Team of Doctors Zeroes In on Drug-Resistant Malaria Genes

An international team of re­searchers behind the first complete gene map of the world’s deadliest malaria strain say they have narrowed in on the genes responsible for its growing resistance to drugs used to fight the mosquito-borne parasite.

Doctors in Cambodia hope the findings will eventually help them get an early jump on the strain if it spreads, as some studies suggest it already has.

The team published its findings in the magazine Nature Genetics last week. Of malaria’s many strains, it focused on the most deadly, plasmodium falciparum. The strain also happens to be the most common malaria parasite in Cambodia, where it first started showing signs of resistance to artemisinin combination therapy, currently the most powerful medical weapon against malaria, two years ago.

Mapping the strain’s complete genome was “a tremendous ac­complishment” in itself, said Steven Bjorge, a malaria researcher working for the World Health Organi­zation in Cambodia.

But the team went a key step further by looking for the genes that have been rendering ACTs progressively less effective. Iden­tifying those genes, or markers, would be akin to knowing exactly where to look for the needle in the proverbial haystack. While the research team failed to name those markers, it did find some promising candidates.

“Up until now we haven’t had any gene markers for artemisinin resistance, and this is a step forward in that respect,” said Dr Bjorge.

While the team “found some interesting results,” he said, “they can’t definitively say that this paper is the complete answer.”

“If this [test] can be done on a larger scale, maybe one of these markers can be identified,” said Philippe Guyant, malaria program manager in Cambodia for the NGO Partners for Development.

“Those findings could allow for better detection of the emergence of drug resistance to artemisinin in areas where it didn’t exist yet,” he said. “It could allow to monitor the geographic extent and spread of it and to adjust treatment protocol according to it.”

Researchers in Southeast Asia are struggling with questions surrounding the spread of the strain.

Along the Thai-Cambodian border, health workers have responded to the early stages of ACT resistance with a two-year containment plan. However, they are still debating whether the resistant strain has arrived.

At the annual meeting of the American Society of Tropical Medicine and Hygiene in Wash­ington last November, re­searchers presented new data reaffirming earlier findings of ACT resistance in Burma and Vietnam. Both Dr Bjorge and Dr Guyant, however, say any signs of resistance beyond the Thai-Cambodian border remain dubious.

Markers for the strain could settle such doubts quickly and convincingly.

“If we would have a gene marker that could be clearly linked to [ACT] drug resistance…we can know right away and we can treat right away,” Dr Guyant said.

With its deep forests, unlicensed pharmacists and popular migration routes, the Thai-Cambodian border has for decades held the undesired distinction as the epicenter of emerging malaria drug resistance.

On at least three previous occasions, resistance to the leading malaria drug began here before spreading to the rest of Asia and moving to Africa.
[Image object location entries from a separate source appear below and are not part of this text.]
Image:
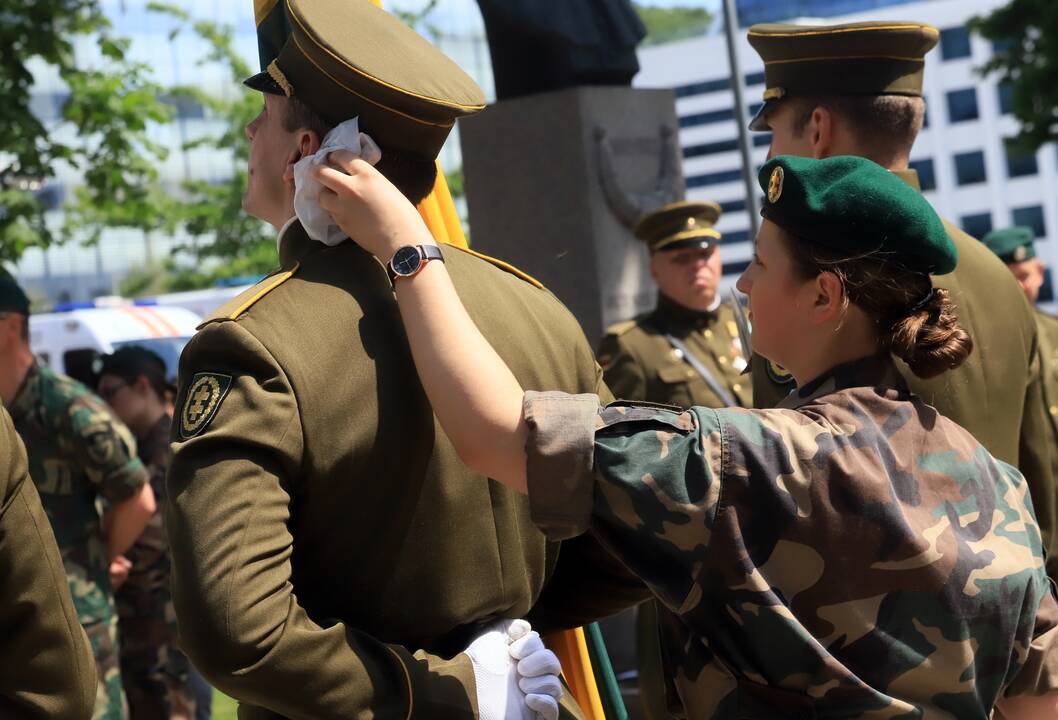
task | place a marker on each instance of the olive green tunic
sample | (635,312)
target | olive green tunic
(640,364)
(998,393)
(46,663)
(330,552)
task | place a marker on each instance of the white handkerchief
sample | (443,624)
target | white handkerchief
(318,224)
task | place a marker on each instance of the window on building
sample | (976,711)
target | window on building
(707,179)
(1005,93)
(978,225)
(927,178)
(706,117)
(1019,163)
(954,43)
(1031,217)
(962,105)
(970,168)
(710,148)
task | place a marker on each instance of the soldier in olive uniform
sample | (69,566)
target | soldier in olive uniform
(154,671)
(683,352)
(331,555)
(687,350)
(1016,246)
(79,454)
(46,664)
(849,554)
(856,89)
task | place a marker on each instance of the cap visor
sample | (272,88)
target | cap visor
(759,124)
(263,82)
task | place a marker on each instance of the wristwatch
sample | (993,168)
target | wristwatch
(409,259)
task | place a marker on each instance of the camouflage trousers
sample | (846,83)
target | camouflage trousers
(109,697)
(153,670)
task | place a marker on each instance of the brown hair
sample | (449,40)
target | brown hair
(413,176)
(887,125)
(915,320)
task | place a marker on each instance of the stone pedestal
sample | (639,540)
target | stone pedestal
(554,183)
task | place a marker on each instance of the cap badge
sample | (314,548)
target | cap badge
(776,185)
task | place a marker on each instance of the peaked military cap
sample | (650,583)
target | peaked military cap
(854,205)
(347,58)
(13,298)
(1011,244)
(858,58)
(688,223)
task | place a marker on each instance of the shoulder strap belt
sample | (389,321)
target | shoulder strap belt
(713,384)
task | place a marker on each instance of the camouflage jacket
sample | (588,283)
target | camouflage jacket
(146,591)
(850,554)
(78,455)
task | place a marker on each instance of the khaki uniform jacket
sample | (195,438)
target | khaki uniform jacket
(640,364)
(998,392)
(330,552)
(46,665)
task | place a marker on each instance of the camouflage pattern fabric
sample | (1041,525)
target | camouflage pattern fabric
(852,554)
(79,456)
(153,670)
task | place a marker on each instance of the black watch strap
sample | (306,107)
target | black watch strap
(426,253)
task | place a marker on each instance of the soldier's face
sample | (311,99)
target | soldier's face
(269,194)
(1029,276)
(689,276)
(778,296)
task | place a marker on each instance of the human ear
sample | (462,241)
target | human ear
(822,132)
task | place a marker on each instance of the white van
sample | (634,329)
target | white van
(71,339)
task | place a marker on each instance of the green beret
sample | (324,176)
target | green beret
(1011,244)
(858,58)
(347,58)
(687,223)
(854,205)
(13,298)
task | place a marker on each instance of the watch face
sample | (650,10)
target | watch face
(406,260)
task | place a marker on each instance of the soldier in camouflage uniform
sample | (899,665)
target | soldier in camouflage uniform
(850,554)
(79,456)
(683,352)
(154,671)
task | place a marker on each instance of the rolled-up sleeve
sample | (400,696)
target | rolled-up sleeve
(559,462)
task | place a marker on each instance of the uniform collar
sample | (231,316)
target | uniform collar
(910,177)
(674,312)
(28,397)
(873,371)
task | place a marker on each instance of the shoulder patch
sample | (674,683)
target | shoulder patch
(245,299)
(620,328)
(206,392)
(779,374)
(503,265)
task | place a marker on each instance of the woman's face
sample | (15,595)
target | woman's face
(779,297)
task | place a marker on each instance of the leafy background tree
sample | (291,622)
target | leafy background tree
(1024,34)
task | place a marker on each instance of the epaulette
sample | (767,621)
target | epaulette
(621,328)
(503,265)
(244,300)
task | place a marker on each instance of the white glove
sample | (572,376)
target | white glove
(498,674)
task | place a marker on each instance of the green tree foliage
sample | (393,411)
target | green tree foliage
(227,242)
(110,105)
(1025,36)
(666,24)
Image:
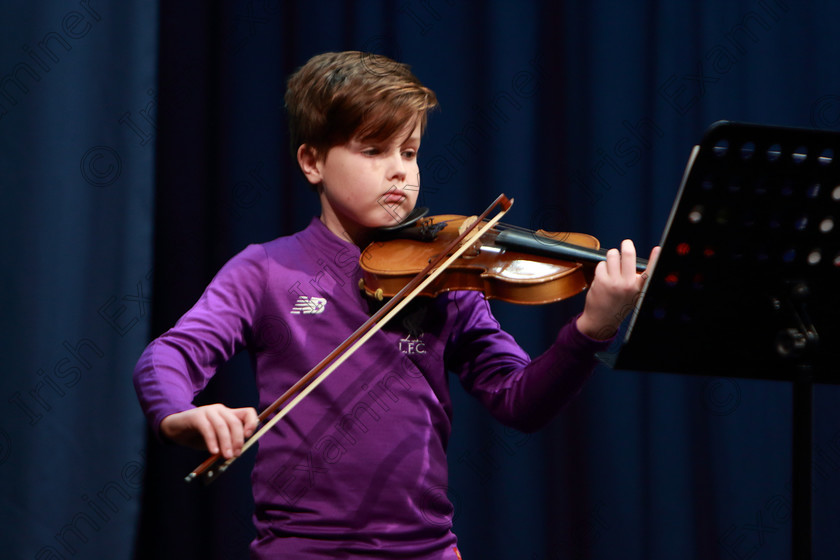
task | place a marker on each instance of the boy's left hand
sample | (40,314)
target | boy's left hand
(614,292)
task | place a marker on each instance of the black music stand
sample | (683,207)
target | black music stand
(748,281)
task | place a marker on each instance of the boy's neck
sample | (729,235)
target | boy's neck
(357,235)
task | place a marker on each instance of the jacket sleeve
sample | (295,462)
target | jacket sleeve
(176,366)
(518,391)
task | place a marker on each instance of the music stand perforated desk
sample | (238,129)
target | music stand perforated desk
(748,281)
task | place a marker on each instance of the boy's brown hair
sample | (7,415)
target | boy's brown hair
(336,97)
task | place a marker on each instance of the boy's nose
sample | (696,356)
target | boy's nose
(396,167)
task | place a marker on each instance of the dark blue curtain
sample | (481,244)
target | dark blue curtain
(584,112)
(78,90)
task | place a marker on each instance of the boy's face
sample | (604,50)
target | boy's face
(364,185)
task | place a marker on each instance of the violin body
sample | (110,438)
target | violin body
(487,266)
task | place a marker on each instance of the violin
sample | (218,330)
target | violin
(506,263)
(447,253)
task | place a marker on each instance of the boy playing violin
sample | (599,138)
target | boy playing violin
(350,470)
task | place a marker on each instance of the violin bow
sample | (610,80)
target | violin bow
(210,469)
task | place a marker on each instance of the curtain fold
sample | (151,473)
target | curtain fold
(77,122)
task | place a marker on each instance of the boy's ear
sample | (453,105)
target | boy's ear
(308,161)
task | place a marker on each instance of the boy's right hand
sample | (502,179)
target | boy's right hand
(213,427)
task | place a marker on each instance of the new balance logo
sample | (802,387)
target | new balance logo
(309,305)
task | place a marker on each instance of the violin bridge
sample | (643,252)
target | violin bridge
(476,246)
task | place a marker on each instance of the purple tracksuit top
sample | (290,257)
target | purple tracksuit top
(358,468)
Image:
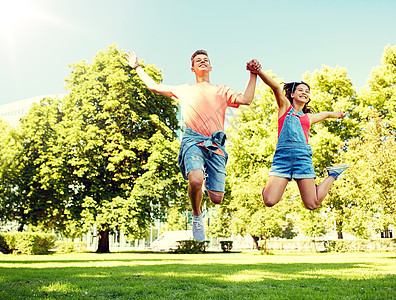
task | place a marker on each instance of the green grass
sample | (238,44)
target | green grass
(199,276)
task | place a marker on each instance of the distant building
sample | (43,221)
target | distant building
(12,112)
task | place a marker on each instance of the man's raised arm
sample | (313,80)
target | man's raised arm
(159,88)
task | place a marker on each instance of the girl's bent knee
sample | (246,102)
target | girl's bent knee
(215,197)
(269,202)
(311,206)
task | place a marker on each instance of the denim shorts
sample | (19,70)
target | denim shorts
(293,162)
(213,166)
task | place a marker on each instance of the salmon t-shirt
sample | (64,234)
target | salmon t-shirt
(203,105)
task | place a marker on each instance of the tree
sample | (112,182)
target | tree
(114,129)
(370,184)
(31,190)
(380,93)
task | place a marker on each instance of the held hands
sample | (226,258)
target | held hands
(132,60)
(253,66)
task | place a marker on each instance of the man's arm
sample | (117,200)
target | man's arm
(159,88)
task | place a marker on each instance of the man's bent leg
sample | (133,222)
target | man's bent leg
(195,182)
(215,197)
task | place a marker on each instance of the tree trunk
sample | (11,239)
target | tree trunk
(103,244)
(255,242)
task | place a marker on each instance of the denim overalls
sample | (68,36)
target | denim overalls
(293,155)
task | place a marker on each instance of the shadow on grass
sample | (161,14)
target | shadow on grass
(200,281)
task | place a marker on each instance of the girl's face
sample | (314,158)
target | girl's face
(301,93)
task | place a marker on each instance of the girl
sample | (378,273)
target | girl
(293,155)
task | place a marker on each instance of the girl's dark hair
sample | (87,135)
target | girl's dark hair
(290,87)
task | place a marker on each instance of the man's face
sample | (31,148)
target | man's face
(201,63)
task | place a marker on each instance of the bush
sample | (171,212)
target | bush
(226,246)
(29,242)
(4,248)
(67,247)
(190,246)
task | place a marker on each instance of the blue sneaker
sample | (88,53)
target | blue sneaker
(198,228)
(336,170)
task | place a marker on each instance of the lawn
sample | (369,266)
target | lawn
(246,275)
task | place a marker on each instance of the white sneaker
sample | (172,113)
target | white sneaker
(198,228)
(336,170)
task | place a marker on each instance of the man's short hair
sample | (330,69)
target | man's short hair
(197,53)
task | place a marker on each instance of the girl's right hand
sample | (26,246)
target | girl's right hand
(253,66)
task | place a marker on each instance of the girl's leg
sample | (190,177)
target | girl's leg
(215,197)
(312,195)
(273,191)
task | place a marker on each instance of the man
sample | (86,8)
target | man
(202,158)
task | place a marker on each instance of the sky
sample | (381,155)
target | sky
(40,38)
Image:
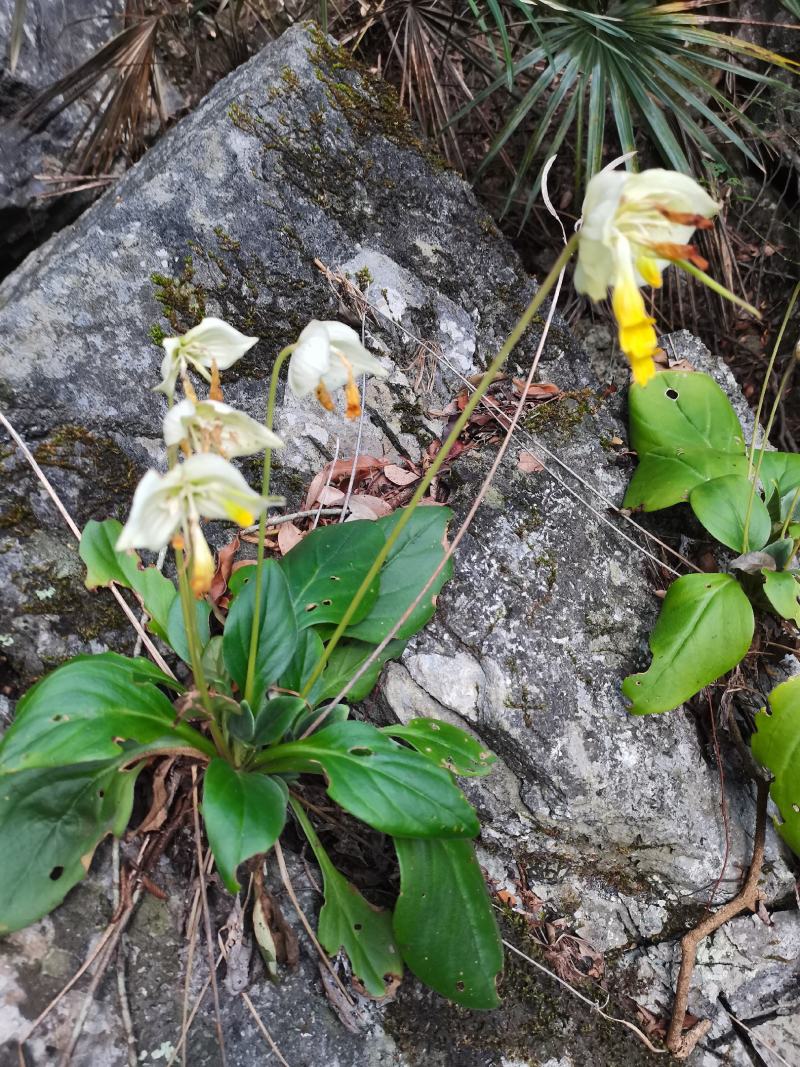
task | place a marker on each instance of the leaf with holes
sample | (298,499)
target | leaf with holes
(704,630)
(51,821)
(782,590)
(681,411)
(325,570)
(106,564)
(665,479)
(277,633)
(413,559)
(387,786)
(243,813)
(350,923)
(448,746)
(723,506)
(444,922)
(88,709)
(777,745)
(346,661)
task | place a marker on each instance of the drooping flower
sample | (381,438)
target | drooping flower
(165,505)
(328,356)
(212,340)
(209,426)
(634,226)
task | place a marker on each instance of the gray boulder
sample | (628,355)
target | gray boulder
(613,823)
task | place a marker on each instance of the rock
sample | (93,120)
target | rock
(612,822)
(58,37)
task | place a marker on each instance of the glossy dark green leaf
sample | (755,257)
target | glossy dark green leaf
(277,633)
(351,923)
(722,506)
(84,710)
(448,746)
(777,745)
(51,821)
(664,480)
(324,571)
(411,562)
(779,471)
(704,630)
(388,786)
(276,717)
(176,630)
(307,654)
(106,564)
(782,590)
(680,411)
(243,813)
(346,659)
(444,922)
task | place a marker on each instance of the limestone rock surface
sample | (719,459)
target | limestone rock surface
(298,160)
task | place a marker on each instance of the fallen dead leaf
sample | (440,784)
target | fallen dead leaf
(529,463)
(288,536)
(398,476)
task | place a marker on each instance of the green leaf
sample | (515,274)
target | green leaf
(243,813)
(324,571)
(106,564)
(779,472)
(448,746)
(665,479)
(51,821)
(176,631)
(411,562)
(680,411)
(444,922)
(347,921)
(782,590)
(276,718)
(346,659)
(722,504)
(85,710)
(277,633)
(387,786)
(704,630)
(307,654)
(777,745)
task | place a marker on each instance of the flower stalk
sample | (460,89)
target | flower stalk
(473,402)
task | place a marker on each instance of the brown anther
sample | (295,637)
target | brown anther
(666,250)
(214,392)
(687,219)
(324,397)
(353,398)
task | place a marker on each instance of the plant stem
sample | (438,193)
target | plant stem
(195,654)
(253,653)
(767,430)
(767,376)
(444,451)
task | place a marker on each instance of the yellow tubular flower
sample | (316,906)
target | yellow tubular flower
(634,226)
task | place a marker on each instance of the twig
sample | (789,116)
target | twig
(587,1000)
(207,918)
(302,917)
(681,1045)
(262,1028)
(157,657)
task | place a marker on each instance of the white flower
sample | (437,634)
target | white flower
(328,356)
(210,341)
(165,505)
(210,426)
(634,226)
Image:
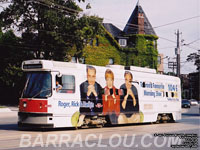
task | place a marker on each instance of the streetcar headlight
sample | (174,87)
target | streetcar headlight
(24,104)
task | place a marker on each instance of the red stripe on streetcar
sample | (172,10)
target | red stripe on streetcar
(26,105)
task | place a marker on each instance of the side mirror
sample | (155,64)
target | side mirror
(143,84)
(59,75)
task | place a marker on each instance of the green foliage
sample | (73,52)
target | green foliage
(195,57)
(51,28)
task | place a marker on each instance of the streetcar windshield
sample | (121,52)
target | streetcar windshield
(38,85)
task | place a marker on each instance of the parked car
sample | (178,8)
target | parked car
(185,103)
(193,102)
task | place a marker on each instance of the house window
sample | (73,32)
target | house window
(111,61)
(82,60)
(122,42)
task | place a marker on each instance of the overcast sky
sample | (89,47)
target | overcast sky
(159,12)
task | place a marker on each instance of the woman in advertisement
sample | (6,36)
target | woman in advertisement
(111,97)
(129,104)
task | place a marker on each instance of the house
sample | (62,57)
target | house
(135,45)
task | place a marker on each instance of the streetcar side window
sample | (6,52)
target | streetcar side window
(67,84)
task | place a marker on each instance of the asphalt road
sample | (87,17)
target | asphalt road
(145,136)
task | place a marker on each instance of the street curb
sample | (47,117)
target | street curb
(5,110)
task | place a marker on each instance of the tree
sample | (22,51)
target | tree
(50,28)
(195,57)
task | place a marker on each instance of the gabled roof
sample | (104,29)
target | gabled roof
(114,31)
(132,24)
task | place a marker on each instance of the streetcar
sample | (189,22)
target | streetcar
(63,94)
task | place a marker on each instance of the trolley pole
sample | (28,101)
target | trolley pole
(178,54)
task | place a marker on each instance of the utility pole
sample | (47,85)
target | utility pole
(178,54)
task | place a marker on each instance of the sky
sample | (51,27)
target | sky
(183,14)
(166,17)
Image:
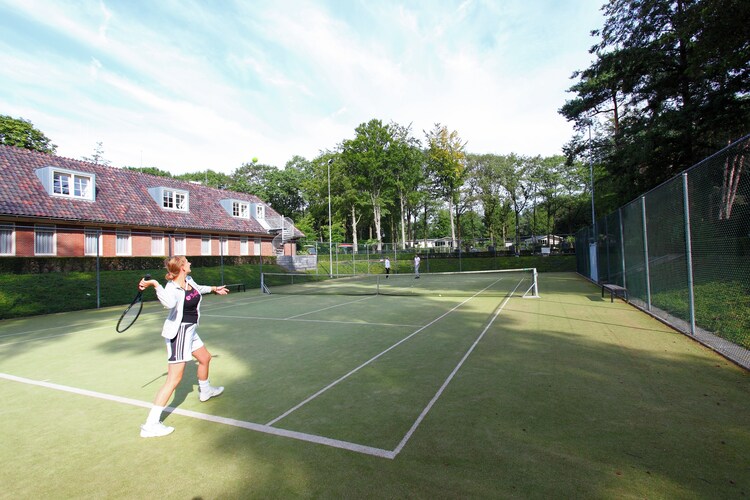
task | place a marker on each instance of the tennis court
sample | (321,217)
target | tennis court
(478,392)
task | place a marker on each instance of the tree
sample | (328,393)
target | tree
(210,178)
(366,160)
(279,188)
(98,156)
(669,86)
(487,171)
(157,172)
(405,153)
(514,177)
(22,134)
(446,161)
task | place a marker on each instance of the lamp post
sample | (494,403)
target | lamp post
(330,237)
(591,169)
(593,257)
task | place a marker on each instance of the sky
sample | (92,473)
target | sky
(186,86)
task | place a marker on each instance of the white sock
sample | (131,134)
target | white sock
(154,416)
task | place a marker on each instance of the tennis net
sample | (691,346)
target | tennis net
(519,282)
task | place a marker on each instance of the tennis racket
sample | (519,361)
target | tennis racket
(131,313)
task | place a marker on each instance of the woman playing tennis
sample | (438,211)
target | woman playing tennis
(182,296)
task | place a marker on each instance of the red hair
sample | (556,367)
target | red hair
(174,266)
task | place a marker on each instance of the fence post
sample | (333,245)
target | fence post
(98,275)
(645,253)
(688,253)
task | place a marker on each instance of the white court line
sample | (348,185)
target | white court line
(311,438)
(352,323)
(355,447)
(429,406)
(331,307)
(344,377)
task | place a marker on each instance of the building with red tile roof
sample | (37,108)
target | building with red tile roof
(57,206)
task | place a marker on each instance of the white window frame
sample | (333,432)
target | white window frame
(260,212)
(157,244)
(240,209)
(65,183)
(87,234)
(126,236)
(180,244)
(174,199)
(38,231)
(8,234)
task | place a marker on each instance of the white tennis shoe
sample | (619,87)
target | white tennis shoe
(155,430)
(210,393)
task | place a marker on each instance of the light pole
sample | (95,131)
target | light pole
(593,257)
(330,237)
(591,169)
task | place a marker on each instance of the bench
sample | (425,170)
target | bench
(615,291)
(239,286)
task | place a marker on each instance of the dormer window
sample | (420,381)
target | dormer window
(236,208)
(240,209)
(67,183)
(259,211)
(170,199)
(176,200)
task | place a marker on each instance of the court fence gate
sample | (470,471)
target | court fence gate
(682,251)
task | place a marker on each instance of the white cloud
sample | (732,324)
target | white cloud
(188,86)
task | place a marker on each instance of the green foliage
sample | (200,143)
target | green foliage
(669,86)
(22,134)
(208,178)
(153,171)
(98,156)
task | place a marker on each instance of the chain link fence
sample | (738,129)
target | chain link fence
(442,256)
(682,251)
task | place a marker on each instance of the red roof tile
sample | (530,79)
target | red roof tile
(122,197)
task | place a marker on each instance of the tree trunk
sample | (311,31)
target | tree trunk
(376,219)
(354,229)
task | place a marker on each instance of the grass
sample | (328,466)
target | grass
(48,293)
(566,396)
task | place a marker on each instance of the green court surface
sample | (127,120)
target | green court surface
(330,396)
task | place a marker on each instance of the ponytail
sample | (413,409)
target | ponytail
(174,265)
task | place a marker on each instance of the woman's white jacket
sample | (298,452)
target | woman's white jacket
(172,297)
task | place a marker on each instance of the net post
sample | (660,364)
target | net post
(263,287)
(534,288)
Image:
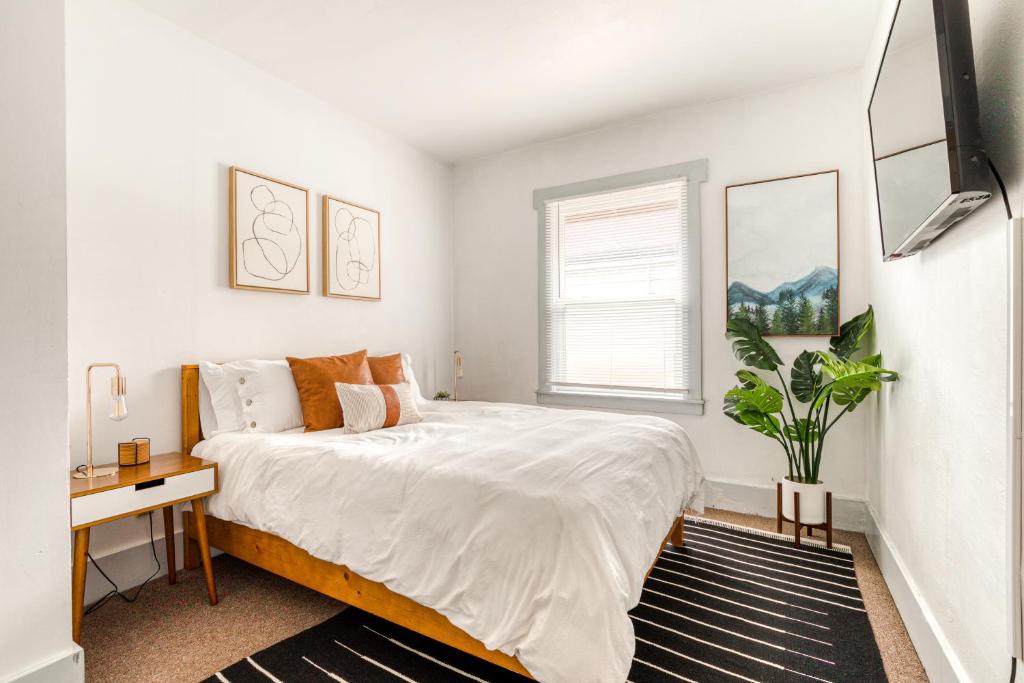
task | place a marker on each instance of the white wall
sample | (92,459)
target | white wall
(156,116)
(35,561)
(812,126)
(937,440)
And as the global economic crisis has put ever more people on the move in search of work, Dr Guyant said, the dangers of spreading ACT resistance—and the need for a gene marker to catch it—have grown apace.

“It is a problem within Cambodia and a problem within the region,” he said.

To better understand that problem, Cambodia’s National Malaria Center has teamed up with the WHO and the US Centers for Disease Control and Prevention for a three-day visit to the border in Pursat province. They return to Phnom Penh today.

“We go to interview some of the mobile migrants,” said the center’s deputy director, Chea Nguon, who hopes to find out more about where those migrants come from and where they go.

Despite a jump in the number of reported malaria cases and deaths last year, both figures are well below what they were 10 years ago. And according to a recent report from the WHO, more than a third of the 108 malaria-endemic countries around the world saw reported cases between 2000 and 2008 drop by more than half.